On Wednesday I wrote of how the US and Europe needed to develop a common policy to confront Putin’s apparent desire to resuscitate the old Soviet empire in some form. No amount of Western hubris or Georgian incompetence can justify the Russian invasion of Georgia or the saber-rattling that Moscow is now using to threaten its neighbors and former slave states. It must be confronted.
But any US and European policy, however firm, must take into account that pesky, pervasive Russian inferiority complex, as well as Russia’s ego, wounded by the collapse of its erstwhile empire.
At one level, the expansion of NATO, an entity brought into being during the Truman years as the bulwark of US/European containment policy toward the Soviet Union, made little sense during the Clinton years. There was no Soviet Union left to contain any longer.
And bringing former satellite states, now understandably hostile to Russia, into NATO, while at the same time seeking to foster democracy in Russia, to integrate Russia into the world economy, to convince Russia to honor the sovereignty of former Soviet republics and satellites, and perhaps most importantly, to get Russia to dismantle its vast and dangerous cache of nuclear weapons, was bound to pour salt into Russia’s wounded national ego.

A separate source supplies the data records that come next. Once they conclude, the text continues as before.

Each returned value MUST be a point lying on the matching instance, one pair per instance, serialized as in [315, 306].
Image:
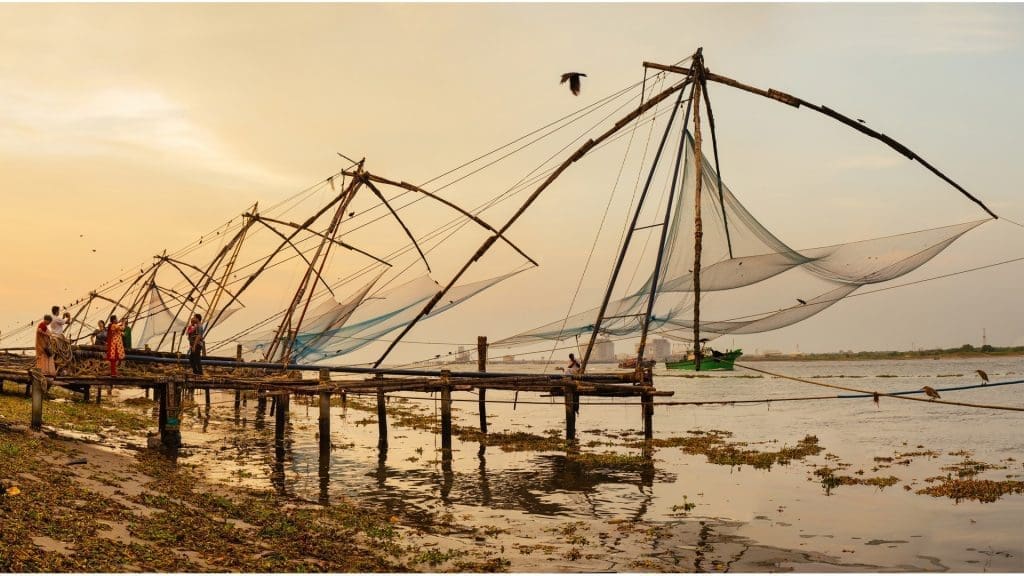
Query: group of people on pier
[114, 336]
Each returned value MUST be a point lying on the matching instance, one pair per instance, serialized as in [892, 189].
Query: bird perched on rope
[573, 79]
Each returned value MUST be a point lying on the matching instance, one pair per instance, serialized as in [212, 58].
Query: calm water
[785, 507]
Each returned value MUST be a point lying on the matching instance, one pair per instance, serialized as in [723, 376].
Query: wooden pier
[167, 377]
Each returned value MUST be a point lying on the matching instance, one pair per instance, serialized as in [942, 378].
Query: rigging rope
[890, 395]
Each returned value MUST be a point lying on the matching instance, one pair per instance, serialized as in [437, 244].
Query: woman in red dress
[115, 344]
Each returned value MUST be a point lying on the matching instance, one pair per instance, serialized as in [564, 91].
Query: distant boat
[714, 361]
[632, 363]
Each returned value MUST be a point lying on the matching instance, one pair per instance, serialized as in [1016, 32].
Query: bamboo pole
[325, 412]
[697, 224]
[281, 419]
[481, 366]
[445, 414]
[629, 238]
[580, 153]
[381, 421]
[38, 383]
[797, 103]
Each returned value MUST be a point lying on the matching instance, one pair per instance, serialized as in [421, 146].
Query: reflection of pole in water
[448, 477]
[381, 468]
[281, 422]
[325, 471]
[484, 484]
[325, 439]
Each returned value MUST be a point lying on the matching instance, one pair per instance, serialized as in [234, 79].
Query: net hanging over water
[742, 261]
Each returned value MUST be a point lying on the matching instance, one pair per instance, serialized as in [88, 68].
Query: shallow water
[785, 507]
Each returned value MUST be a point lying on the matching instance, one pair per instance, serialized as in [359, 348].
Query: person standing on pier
[115, 344]
[44, 347]
[99, 335]
[573, 368]
[196, 343]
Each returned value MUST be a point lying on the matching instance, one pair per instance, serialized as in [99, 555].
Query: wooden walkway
[279, 382]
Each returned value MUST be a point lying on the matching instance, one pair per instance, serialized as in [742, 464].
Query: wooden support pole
[281, 418]
[38, 383]
[171, 415]
[325, 415]
[238, 394]
[445, 413]
[647, 402]
[381, 418]
[481, 366]
[481, 354]
[569, 392]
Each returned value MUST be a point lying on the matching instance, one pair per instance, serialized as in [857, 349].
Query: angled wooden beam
[797, 103]
[580, 153]
[380, 196]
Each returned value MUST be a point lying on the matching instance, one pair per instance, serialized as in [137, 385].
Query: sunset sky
[126, 129]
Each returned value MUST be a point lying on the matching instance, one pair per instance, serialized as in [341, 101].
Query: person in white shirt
[60, 322]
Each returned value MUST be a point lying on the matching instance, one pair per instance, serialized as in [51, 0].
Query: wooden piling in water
[170, 409]
[238, 394]
[281, 418]
[38, 383]
[569, 391]
[381, 417]
[481, 366]
[325, 415]
[647, 403]
[445, 413]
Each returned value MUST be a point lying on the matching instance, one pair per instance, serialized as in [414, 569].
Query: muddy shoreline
[99, 500]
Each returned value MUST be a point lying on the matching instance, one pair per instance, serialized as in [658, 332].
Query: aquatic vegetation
[829, 480]
[972, 489]
[718, 450]
[590, 460]
[512, 442]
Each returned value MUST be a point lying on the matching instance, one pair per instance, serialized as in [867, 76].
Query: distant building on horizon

So, it seems, Friedman has a point. A good one.
In light of that historical background, what to make of the deal signed between the US and Poland Wednesday placing a US missile defense base just 110 miles from Russia?
US insistence that the oft-discussed base, to be in place by 2012, is not a response to a perceived Russian threat, but one from Iran, has always seemed, at best, an incomplete explanation, if not completely disingenuous. While Russia’s increasingly authoritarian “democracy” might not have taken the Putin route had the West modeled its post-war policy toward Moscow after Lincoln, Wilson, and Truman rather than Thaddeus Stevens and Lloyd George, it clearly is a threat to, at the very least, former Soviet republics and satellite nations. Some response to that condition, extant even before Russian tanks rolled into Gori, is totally appropriate. Those might include UN and EU sanctions or a move toward exclusion of Russia from the G-8 nations, to name two examples.
But to wound the Russian ego and invite Putin to give vent to the national penchant for authoritarianism doesn’t advance US interests. Nor does it give Putin incentive to dismantle his country’s nuclear arsenal or honor the sovereignty of its neighbors.
One wonders the US didn’t thoughtlessly wound the Russian Bear’s ego yesterday by signing the missile base agreement with Poland. It evoked an immediate threat from Russia, from several sources, each intimating that Russia would take military action against Poland. Secretary of State Condoleezza Rice, whose academic specialty was Russia, seemed to make matters worse by reminding Putin that this is 2008, not 1988.
Of course, international relations isn’t a psycho-therapeutic encounter group. Russia’s invasion of Georgia demonstrates that Vladimir Putin is insusceptible to gentle suasion.
But the winners of major conflicts can go a long way to ensure lasting peace with former enemies by helping them rebuild their societies rather than by, in turn ignoring them, then disdaining them. A Republican practitioner of realpolitik, Theodore Roosevelt, mostly kept his own counsel when he said, “Speak softly and carry a big stick.” (A huge exception was the taking of Panama, about which TR bragged.) When confronting a country that suffers from a national inferiority complex, that dictum is even more apt.
Let’s hope that things haven’t progressed so far that a new Cold War is inevitable. In the face of all our other challenges, the US needs a healthy Russia, one that feels no need to invade its weak neighbors to prove its mettle.